Víctor Vázquez
Veintisiete kilogramos de bañadores y libros. Hay que aprovechar la luz más blanca de los soles de estas tierras para leer lo que en Madrid me llevaría al abismo del viaducto, y regenerarme en un vuelo que el Ayuntamiento nos ha vedado con mamparas. No lo hubiera imaginado Valle-Inclán cuando escribió Luces de Bohemia.
Qué decir que la lectura ha suplido el no haberme encontrado ni a Gauguin, ni a Stevenson. He empezado por La felicidad y el suicidio, de Luis Antonio de Villena; un libro que me ha dejado Paco Serrano, francés de Córdoba y pintor maldito, para que le consiga una dedicatoria del poeta. Y continuado el precipicio literario con Cioran, un gran teórico del suicidio que, sin embargo, murió en vida: senil y pobre en su pequeñísimo estudio parisino, cerca de Odéon, sin que me diera tiempo a visitarlo. Se movía entre lo epicúreo y lo estoico; pero mejor que matarse, él hubiera preferido no haber nacido: el "¿Por qué el ser y no más bien la nada?", de Heidegger, antes que el "ser o no ser" hamletiano. Pero vamos a cambiar de tema, no me vayan a entrar tentaciones de subirme a la palmera para romperme la crisma como Keith Richards.
Se ha venido conmigo, también, La resistencia, de Sábato, a menos de un lustro para ser centenario y con una lucidez envidiable sobre el mal uso tecnológico y la globalización. Otro que siempre me acompaña es Umbral: empezando por su lejana Travesía de Madrid, donde aparece la niña Lilí; la que posteriormente llamará Envidita, del arroyo Abroñigal, en Trilogía de Madrid. ¡Todo es Madrid, bendito Madrid! La continuación es su Carta abierta a una chica progre. ¡Qué pena que Paco no estuviera ya para trotes cuando le iba a llevar a su pontificado a una ex novicia metida a condesa maldita, a Tisífone baudelairiana! Y, por fin, de tercero: Los metales nocturnos, del que copio una frase mientras se montan partidas de neonazis y anti-fascistas para meterse candela después de leerse -en el mejor de los casos- unos libros mal leídos: "La literatura está vacía y la calle es de los neonazis, y de los ministros y sus putas". Umbral se mete en el papel recordando cuando a él le perseguían para darle una paliza, provocando breves cuernos a Pedro J. por irse al ABC verdadero -Anson- que consideraba, erróneamente, un escudo tras el que protegerse. Barbarie, depresiones... El vuelco lo doy con Selva varia, del litúrgico Pablo García Baena; un libro que es un relicario barroco y lírico. Pablo es místico hasta para elegir la calle donde vive, con nombre de obispo.

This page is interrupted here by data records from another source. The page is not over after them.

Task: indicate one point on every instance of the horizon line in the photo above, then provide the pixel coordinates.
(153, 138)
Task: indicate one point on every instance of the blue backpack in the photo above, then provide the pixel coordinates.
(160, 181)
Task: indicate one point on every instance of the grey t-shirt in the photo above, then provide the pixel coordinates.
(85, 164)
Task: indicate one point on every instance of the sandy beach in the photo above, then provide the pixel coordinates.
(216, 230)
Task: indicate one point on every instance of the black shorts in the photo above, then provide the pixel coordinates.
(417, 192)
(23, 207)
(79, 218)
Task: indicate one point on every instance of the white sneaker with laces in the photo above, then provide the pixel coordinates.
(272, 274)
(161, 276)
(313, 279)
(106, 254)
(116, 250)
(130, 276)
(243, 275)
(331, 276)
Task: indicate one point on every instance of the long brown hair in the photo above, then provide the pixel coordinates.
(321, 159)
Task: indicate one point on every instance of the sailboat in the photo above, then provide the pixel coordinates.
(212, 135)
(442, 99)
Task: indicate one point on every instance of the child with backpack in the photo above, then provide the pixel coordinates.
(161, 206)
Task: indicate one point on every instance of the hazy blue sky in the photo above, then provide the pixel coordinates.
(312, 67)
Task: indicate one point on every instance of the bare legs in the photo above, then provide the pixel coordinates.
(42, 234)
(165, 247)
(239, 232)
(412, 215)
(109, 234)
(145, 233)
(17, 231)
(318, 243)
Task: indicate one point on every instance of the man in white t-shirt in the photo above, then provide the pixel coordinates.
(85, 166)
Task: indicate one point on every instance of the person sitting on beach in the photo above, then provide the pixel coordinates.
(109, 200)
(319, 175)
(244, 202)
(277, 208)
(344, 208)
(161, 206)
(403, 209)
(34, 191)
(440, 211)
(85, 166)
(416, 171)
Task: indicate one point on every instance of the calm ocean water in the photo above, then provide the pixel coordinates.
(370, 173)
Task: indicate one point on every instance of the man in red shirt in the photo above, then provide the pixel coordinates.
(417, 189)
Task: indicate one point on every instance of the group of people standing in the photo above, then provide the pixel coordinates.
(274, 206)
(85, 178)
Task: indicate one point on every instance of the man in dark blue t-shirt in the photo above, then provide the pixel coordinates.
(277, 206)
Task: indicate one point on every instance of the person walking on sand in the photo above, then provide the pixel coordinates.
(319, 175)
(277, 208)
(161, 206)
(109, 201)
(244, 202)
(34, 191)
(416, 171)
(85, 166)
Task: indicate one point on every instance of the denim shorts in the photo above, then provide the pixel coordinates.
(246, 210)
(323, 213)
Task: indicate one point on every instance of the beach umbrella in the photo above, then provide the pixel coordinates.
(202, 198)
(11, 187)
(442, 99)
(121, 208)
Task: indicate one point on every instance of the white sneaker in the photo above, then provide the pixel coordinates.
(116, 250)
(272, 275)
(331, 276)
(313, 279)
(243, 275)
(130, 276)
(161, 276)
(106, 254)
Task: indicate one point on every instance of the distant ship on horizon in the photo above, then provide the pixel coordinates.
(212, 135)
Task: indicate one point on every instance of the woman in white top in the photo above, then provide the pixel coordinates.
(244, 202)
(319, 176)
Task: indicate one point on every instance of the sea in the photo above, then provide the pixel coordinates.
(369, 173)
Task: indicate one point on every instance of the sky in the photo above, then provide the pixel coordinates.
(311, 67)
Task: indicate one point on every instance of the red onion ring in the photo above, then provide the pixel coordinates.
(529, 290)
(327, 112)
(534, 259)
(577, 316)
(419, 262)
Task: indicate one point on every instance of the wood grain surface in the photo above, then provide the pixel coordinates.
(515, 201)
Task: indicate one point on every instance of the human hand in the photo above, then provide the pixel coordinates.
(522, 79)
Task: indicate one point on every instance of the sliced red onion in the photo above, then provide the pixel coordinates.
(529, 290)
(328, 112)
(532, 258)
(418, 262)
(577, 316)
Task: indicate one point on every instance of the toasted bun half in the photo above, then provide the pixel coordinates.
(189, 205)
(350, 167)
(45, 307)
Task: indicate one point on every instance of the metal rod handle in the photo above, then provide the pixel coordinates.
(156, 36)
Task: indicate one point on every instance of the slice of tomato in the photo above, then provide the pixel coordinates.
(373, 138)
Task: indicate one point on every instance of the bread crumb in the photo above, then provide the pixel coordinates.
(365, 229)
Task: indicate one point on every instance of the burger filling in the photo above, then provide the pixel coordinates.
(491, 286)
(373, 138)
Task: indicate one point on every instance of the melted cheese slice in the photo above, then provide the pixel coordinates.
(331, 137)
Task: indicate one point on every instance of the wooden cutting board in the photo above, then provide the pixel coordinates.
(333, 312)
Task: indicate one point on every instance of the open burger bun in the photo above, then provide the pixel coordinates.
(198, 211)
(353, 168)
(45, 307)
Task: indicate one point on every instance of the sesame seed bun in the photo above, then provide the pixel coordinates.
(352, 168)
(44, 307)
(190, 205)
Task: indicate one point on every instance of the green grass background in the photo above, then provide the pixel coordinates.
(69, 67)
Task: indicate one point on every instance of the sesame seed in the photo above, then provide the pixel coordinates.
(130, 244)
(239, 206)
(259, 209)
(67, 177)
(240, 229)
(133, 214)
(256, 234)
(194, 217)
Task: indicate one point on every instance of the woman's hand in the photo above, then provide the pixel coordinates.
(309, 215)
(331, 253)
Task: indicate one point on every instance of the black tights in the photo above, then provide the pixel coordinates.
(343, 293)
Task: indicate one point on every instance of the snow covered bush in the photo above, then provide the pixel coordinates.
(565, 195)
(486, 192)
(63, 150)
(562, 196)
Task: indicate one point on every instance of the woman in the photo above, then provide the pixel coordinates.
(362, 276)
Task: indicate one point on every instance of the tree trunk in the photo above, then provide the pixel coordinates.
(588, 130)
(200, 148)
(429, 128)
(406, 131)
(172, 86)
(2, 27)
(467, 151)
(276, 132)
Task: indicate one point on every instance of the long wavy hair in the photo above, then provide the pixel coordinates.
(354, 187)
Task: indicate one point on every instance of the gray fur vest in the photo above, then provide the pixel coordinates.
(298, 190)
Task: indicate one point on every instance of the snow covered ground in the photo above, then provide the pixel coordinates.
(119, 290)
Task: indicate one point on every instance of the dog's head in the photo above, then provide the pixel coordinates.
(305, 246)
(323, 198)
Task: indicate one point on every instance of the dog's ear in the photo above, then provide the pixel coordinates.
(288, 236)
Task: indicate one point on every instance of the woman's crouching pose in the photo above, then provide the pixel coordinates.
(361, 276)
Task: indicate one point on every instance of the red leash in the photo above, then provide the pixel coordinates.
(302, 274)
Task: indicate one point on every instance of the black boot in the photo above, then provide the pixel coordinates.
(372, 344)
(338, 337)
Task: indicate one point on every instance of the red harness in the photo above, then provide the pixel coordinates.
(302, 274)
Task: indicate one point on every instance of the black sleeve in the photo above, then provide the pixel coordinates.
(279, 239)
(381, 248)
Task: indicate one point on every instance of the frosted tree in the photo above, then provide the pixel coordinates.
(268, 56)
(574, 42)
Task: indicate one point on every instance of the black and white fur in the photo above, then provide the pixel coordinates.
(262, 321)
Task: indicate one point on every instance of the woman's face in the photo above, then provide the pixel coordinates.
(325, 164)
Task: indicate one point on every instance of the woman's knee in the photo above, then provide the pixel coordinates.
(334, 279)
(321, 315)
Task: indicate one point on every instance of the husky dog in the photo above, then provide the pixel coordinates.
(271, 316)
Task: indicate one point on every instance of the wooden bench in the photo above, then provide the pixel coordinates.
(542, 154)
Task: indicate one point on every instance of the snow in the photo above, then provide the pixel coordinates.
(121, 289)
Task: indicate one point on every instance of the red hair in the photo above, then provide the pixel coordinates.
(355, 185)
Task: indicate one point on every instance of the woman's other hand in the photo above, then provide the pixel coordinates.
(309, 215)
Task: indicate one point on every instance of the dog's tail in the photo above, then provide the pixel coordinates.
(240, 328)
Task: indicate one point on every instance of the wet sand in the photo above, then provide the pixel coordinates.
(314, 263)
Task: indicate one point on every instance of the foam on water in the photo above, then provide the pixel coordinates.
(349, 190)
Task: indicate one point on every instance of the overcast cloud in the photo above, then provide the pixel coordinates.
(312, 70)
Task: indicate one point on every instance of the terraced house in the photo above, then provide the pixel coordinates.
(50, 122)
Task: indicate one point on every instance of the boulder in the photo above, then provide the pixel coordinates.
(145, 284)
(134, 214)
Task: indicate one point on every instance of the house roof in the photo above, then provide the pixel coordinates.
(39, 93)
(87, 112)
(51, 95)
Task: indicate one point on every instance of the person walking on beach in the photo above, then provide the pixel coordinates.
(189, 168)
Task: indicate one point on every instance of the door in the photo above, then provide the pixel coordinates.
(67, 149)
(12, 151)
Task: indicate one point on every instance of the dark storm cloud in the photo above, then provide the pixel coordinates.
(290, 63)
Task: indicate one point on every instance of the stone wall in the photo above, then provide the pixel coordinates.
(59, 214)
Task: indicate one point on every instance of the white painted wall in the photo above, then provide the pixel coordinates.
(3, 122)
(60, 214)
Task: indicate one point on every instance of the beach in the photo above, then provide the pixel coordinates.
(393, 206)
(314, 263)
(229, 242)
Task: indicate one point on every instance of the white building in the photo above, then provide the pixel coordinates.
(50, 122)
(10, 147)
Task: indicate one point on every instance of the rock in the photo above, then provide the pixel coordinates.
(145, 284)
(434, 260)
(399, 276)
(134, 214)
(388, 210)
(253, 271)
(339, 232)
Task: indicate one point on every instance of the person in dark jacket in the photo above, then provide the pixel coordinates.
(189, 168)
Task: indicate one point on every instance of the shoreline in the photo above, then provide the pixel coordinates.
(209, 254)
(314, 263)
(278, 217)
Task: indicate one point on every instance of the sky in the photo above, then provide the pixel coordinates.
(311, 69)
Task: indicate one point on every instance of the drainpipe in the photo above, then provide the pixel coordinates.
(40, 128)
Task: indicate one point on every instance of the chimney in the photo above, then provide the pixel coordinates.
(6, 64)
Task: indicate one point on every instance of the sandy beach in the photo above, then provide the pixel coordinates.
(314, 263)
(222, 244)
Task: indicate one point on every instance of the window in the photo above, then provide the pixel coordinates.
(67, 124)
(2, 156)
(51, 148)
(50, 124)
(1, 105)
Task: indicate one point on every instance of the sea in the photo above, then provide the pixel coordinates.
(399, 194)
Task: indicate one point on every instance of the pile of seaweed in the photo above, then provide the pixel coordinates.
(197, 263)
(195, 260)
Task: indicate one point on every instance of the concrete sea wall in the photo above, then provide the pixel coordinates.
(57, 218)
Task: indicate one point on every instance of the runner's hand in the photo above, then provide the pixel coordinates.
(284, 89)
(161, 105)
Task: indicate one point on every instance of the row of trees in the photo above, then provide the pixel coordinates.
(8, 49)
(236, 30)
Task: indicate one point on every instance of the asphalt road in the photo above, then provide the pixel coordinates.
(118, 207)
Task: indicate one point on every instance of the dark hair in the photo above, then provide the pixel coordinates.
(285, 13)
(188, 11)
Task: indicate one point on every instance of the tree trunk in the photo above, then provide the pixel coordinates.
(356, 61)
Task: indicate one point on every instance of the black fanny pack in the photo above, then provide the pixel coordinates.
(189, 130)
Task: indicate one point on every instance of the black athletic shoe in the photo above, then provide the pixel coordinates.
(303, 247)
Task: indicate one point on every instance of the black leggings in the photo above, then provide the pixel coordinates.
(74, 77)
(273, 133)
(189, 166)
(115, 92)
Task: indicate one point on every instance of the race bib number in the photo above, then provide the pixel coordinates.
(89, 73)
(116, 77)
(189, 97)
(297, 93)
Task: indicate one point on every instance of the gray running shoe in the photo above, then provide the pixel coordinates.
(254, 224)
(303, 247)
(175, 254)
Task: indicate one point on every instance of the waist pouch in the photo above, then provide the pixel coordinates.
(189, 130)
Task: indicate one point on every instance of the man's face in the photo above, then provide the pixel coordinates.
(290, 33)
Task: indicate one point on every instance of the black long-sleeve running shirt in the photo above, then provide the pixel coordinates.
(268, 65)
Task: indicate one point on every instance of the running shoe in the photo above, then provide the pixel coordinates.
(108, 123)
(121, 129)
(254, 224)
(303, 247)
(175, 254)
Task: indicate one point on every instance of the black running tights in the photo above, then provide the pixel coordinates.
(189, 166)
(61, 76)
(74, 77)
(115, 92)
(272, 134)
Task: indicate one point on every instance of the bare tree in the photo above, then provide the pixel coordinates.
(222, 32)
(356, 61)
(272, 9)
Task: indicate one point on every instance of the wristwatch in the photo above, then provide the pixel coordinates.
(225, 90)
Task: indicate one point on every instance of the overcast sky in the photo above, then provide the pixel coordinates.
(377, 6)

Ya termina mi estancia en las Américas y decido que el último libro sea Camino de ida, de Carlos Salem, una novela que empieza con paso corto hasta convertirse en la mejor que he leído este año, con unas cien páginas finales que muerden de vivas entre pura avena surrealista. Fetichismo, Gardel, ese tango que siempre es evasión. Un argumento en fuga lleno de sorpresas, con el ritmo exacto y desbordante de imaginación -que no fantasía-. Suena el piano y me bebo un Fernet con tónica. Se acaba lo bueno.